祖父の先代團十郎に似ているという舞台の姿はまだ見たことがなく、テレビドラマでは特に好印象につながる演技は見ておらず、トーク番組の言動の痛さには時としていたたまれなさを感じるし、被害者だとしても自業自得・・・と、市川海老蔵を擁護する理由はなにもないのだけど、マスゴミのマッチポンプは目に余る。

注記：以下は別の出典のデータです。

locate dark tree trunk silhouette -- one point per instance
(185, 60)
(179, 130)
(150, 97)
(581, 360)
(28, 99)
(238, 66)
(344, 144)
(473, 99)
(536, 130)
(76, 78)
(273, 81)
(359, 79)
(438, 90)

「上げて落とす」はマスゴミの常套手段だけど、今回はあまりにも話題を引っ張りすぎだしやりすぎ。
過去のネタまで持ち出すのなら、その時点で報道すればいいのに、「満を持して」という感じなのがいやらしい。
おだてられ、甘やかされて増長した本人は愚かだけど、それ以上にマスゴミのやり口が鼻についてきた。
世の中で一番ゴシップが好きなのは、視聴者ではなくマスゴミだと思う。


虚実入り混じった報道の中で、海老蔵の酒癖が極めて悪いことは事実のようで、酒乱の人たちの行動を見聞きするにつけ、飲んでいるあいだ楽しいのか不思議でしかたがない。
「酒癖がものすごく悪い人たち」って、根本的に解決しないといけない精神的な問題を放置しているように思えるけど、素面できちんと問題に向き合って解決できることは解決して、残りの憂さをお酒で晴らすほうが、心にも体にも良いと思うのだけども。
たまにハメをはずすのもいいけど、「道端でウンパルンパのダンスを踊ったりする(from「平成ヨッパライ研究所」)」くらいに留めておきたいものである。